Porém, ao fazer os estágios do magistério, Aline foi descobrindo a paixão por trabalhar com crianças que eram ‘consideradas difíceis na aprendizagem’, por conta de alguma deficiência. E, então, o seu caminho profissional, antes recusado na infância, a levou a também encontrar a sua missão de vida: “Na faculdade acabei fazendo pedagogia e não psicologia. E fui me encontrando na Educação Especial ao ver a importância de um trabalho acessível e de recursos adequados no desenvolvimento dessas crianças ‘rotuladas como incapazes de aprender’. Além disso, entender que, às vezes, a desregulação de crianças com deficiência tem a ver com a falta de possibilidade comunicativa e compreensão do próprio sentimento de se expressar para o outro ou de ser compreendido, resultando em choro, bater a cabeça ou se jogar no chão, faz toda a diferença no desenvolvimento dessas crianças”, ressalta a especialista.
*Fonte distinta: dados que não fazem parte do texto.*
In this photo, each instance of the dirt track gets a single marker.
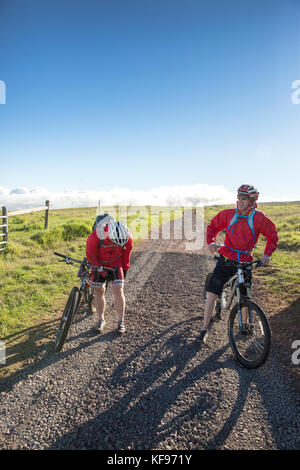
(153, 388)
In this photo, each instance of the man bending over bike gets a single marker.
(242, 226)
(109, 246)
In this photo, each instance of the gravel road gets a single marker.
(154, 387)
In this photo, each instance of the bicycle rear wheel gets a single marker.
(67, 317)
(250, 343)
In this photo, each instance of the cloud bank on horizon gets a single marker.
(187, 196)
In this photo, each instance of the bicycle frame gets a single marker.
(240, 288)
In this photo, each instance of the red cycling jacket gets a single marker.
(239, 238)
(108, 254)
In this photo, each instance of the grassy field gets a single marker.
(283, 273)
(34, 285)
(32, 282)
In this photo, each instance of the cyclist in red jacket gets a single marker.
(242, 226)
(110, 246)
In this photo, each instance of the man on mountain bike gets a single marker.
(242, 226)
(110, 246)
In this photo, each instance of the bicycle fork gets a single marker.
(240, 298)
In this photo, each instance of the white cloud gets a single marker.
(193, 195)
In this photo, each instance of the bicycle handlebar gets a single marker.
(69, 260)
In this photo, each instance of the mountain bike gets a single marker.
(249, 331)
(85, 293)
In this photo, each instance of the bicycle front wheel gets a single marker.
(250, 336)
(67, 317)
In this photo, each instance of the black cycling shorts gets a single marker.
(222, 273)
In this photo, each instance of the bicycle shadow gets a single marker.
(23, 347)
(172, 361)
(32, 349)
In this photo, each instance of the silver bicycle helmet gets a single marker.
(118, 233)
(101, 223)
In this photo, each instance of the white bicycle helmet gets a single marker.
(101, 223)
(118, 233)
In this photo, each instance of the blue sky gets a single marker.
(149, 93)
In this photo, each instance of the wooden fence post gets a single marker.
(47, 214)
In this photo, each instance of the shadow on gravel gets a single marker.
(23, 346)
(34, 348)
(153, 408)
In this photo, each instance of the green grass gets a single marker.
(33, 284)
(283, 274)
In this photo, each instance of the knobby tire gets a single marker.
(264, 325)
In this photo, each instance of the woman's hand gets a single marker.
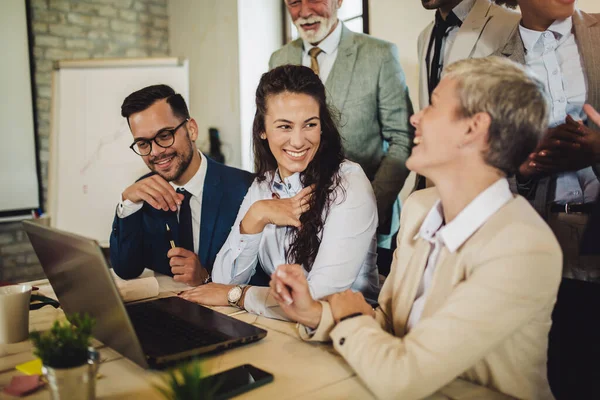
(348, 303)
(211, 294)
(280, 212)
(290, 288)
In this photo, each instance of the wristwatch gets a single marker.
(234, 295)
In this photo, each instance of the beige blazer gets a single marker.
(486, 28)
(486, 318)
(587, 36)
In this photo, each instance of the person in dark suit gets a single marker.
(366, 84)
(561, 178)
(196, 197)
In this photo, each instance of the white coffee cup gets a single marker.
(14, 313)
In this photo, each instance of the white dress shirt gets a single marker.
(554, 56)
(327, 57)
(195, 186)
(347, 254)
(462, 10)
(454, 234)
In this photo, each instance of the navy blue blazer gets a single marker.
(140, 240)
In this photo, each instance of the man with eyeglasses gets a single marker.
(196, 197)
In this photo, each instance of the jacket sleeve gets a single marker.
(394, 111)
(126, 246)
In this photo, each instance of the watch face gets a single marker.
(234, 294)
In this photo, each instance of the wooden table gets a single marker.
(302, 370)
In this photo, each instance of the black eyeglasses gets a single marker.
(164, 138)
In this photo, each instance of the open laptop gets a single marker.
(153, 334)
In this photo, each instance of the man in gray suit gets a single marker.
(366, 84)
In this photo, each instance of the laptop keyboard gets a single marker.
(159, 329)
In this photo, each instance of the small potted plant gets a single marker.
(186, 382)
(69, 363)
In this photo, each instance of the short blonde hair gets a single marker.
(513, 98)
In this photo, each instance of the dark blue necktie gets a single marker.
(440, 31)
(186, 236)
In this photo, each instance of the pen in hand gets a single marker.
(170, 236)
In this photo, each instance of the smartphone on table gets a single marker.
(237, 380)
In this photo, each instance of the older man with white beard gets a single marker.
(366, 84)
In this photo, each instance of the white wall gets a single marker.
(259, 35)
(18, 173)
(206, 33)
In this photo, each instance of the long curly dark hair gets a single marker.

Diferença essa que Aline conta em diversos relatos dos atendimentos: “um aluno com pouca comunicação começou a verbalizar, por meio da ecolalia, para pedir músicas à professora, de tanto que trabalhamos a musicalidade na SRM, como uma vez que ele começou a cantar um trecho de uma canção e eu peguei a caixa de instrumentos e ele ficou muito feliz por eu ter entendido o que estava cantando. E assim ele continuou os demais trechos da música”, comemora.
A professora conta também o caso de outra aluna bem pouco verbal e que se esforçava muito para cantar ‘parabéns pra você’. “No dia do seu aniversário, ela mostrou o calendário dos aniversariantes – mostrando que era o seu dia – e pediu para cantar o ‘parabéns pra você’ e ela cantou junto, sendo que antes ela não falava nada. Nos primeiros momentos, ela sentia vergonha quando a voz dela saía, assustava com ela mesma, mas agora começou a se sentir orgulhosa de sua voz!”, emociona-se Aline.
Aos professores e educadores, a especialista deixa a seguinte mensagem: “Parceria e estudo são fundamentais e devemos sempre lembrar que quem atua na educação é um eterno estudante. Na Educação Especial, estudar se torna ainda mais fundamental, porque a todo momento surge uma nova síndrome e também novos recursos de CAA e tecnologia assistiva. Além disso, é necessário que os profissionais que lidam com alunos com deficiência conheçam o universo de cada aluno para possibilitar uma diversidade maior de estratégias que possibilitem mais repertório a esses alunos. E nunca esqueçam que essa jornada precisa ter altas doses de leveza e muita diversão – ingredientes fundamentais para que essas crianças consigam se desenvolver e, quando se tornarem adultas, possam ocupar seus espaços na sociedade”.